En las vísperas del cambio de gobierno en 2012 se creó una gran expectativa de cambios al sistema de protección social. Inclusive el entonces candidato Peña Nieto sugería que este sería un tema prioritario en su gobierno. Así, surgieron múltiples propuestas, no siempre coincidentes, sobre hacia dónde se debería dirigir el sistema. Ya arrancado el sexenio, en el gobierno había dos posturas en el tema de la salud. Por un lado, estaba el grupo de la SHCP que apoyaba el statu quo con un saneamiento financiero – y el grupo de la Secretaria de Salud y de FUNSALUD que desde hace por lo menos veinte años han propuesto un sistema al que se le conoce como pluralismo estructurado. La diferencia entre uno y otro son significativas. En el primer caso en realidad todo gira alrededor del IMSS sin ningún cambio sustancial en el rol de las estructuras que lo componen ni en el rol que tienen los pacientes; el Seguro Popular sería un programa de mucha menor escala para la población que no se pudiera formalizar.

El segundo modelo postula una reforma estructural que empezaría por separar los seguros del IMSS y procedería a hacer una separación de funciones en el seguro de salud del IMSS entre financiamiento y prestación de servicios y una integración horizontal entre la seguridad social financiado con fondos tripartitas y el Seguro Popular financiado principalmente por impuestos generales. Además, se haría más flexible el sistema tanto a los usuarios como a los prestadores y la Secretaría de Salud fortalecería su papel de regulador.

El contexto que había en ese entonces era que habiéndose alcanzado la cobertura universal (por lo menos en el financiamiento de parte del gobierno), se habían reducido ciertas brechas entre ambos sistemas, que el IMSS estaba en quiebra y requeriría recursos externos durante esta administración, y que en los estados se estaba haciendo un mal uso del dinero que les llegaba por el Seguro Popular.

Hoy a menos de un año de las elecciones ¿cómo vamos? El Informe al Ejecutivo Federal y al Congreso de la Unión sobre la Situación Financiera del y los Riesgos del Instituto Mexicano del Seguro Social 2016 – 2017 indican que la afiliación al IMSS se ha incrementado más allá de lo esperado, lo que ha permitido un incremento de los ingresos y que esfuerzos operativos han permitido una disminución de los gastos. Poco se sabe cómo esto ha impactado en la calidad del servicio, pues el IMSS es una institución muy cerrada en proporcionar datos que no sean financieros, pero ya está claro que la SHCP no tendrá que preocuparse por fondear al IMSS al menos hasta el 2020.

En el caso del Seguro Popular se ha disminuido el presupuesto y habrá que evaluar la reforma a la Ley General de Salud que busca un uso más eficiente de los recursos.
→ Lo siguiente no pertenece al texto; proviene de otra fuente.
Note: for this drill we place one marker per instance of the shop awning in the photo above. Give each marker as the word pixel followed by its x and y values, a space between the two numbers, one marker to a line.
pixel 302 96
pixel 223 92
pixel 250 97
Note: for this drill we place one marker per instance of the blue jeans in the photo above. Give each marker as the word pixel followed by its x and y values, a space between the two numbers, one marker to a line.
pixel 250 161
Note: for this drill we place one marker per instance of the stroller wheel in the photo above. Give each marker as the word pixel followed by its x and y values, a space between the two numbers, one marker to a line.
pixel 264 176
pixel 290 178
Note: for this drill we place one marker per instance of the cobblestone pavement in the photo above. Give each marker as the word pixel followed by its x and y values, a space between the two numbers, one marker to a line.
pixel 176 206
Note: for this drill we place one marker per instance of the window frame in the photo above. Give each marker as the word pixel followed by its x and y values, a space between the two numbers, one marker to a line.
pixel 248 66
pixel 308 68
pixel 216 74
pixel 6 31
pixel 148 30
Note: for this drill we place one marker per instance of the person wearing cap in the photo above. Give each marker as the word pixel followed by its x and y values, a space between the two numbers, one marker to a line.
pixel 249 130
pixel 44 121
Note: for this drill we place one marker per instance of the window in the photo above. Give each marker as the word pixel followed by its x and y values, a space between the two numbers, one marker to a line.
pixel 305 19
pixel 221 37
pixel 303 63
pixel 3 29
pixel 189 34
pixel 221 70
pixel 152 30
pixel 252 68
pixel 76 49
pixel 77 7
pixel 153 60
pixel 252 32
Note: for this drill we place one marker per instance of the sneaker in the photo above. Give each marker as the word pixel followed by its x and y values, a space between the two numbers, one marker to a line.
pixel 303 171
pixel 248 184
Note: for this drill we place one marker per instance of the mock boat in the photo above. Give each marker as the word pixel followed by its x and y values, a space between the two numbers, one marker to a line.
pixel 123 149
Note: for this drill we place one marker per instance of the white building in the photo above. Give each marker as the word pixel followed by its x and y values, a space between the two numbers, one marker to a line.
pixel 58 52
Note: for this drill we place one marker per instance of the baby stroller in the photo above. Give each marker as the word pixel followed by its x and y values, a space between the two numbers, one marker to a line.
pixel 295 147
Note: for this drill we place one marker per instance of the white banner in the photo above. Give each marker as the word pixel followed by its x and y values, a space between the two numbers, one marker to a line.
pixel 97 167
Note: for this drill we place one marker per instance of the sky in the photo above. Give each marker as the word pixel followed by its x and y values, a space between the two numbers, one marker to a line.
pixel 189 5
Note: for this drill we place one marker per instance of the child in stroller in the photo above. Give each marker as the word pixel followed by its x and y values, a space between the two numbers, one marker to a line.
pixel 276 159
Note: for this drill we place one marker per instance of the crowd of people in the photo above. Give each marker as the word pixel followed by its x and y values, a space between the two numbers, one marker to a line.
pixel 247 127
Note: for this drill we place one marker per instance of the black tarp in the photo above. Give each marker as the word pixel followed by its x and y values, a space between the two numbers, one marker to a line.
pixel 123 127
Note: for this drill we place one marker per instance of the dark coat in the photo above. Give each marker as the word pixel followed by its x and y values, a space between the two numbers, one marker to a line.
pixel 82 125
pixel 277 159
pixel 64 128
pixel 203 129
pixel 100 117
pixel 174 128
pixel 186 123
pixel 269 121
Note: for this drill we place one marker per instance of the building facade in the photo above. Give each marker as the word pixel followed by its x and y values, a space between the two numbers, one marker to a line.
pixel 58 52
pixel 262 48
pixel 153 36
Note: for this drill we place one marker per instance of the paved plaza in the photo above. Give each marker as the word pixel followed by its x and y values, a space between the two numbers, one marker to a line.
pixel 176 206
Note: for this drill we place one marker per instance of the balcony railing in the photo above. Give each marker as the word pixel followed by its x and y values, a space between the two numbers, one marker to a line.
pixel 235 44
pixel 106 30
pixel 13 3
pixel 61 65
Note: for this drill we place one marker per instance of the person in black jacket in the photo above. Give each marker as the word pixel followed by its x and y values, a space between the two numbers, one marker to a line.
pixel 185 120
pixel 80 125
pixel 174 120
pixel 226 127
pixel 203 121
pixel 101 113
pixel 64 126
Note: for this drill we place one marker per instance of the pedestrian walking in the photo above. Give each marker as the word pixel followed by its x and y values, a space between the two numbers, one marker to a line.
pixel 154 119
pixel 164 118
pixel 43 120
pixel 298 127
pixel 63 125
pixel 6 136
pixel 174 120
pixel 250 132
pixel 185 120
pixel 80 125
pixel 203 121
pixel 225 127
En mi opinión estamos en una situación muy similar en la que se encontraba el país en 2012: solo hemos ido pateando el problema unos años, pero con el costo que los márgenes de acción ya son muy estrechos tanto para incrementar ingresos como para bajar gastos. En particular los datos de empleo formal e informal indican que ahora como en 2012 el empleo informal representa poco más de la mitad y que pasarán muchas décadas para que baje a niveles de 20 %, considerando el crecimiento económico histórico.

El rescate financiero que eventualmente requiera el IMSS es una oportunidad para pedir cambios al Instituto. Los organismos de la sociedad civil debemos de empezar por participar en las propuestas para la construcción de un mejor Sistema Nacional de Salud; no obstante dada la incertidumbre sobre el resultado de las elecciones y la falta de consenso entre las diferentes visiones, debemos ponernos de acuerdo en los pilares básicos, más allá de los detalles.

 

* Nelly Aguilera es Doctora en economía por la Universidad de Chicago y microeconometrista en temas de política social. Es profesora invitada del CIDE / DAPP y coordinadora de investigación de CIDE / CLEAR-LAC. Es miembro del panel de expertos de @MexicoComoVamos.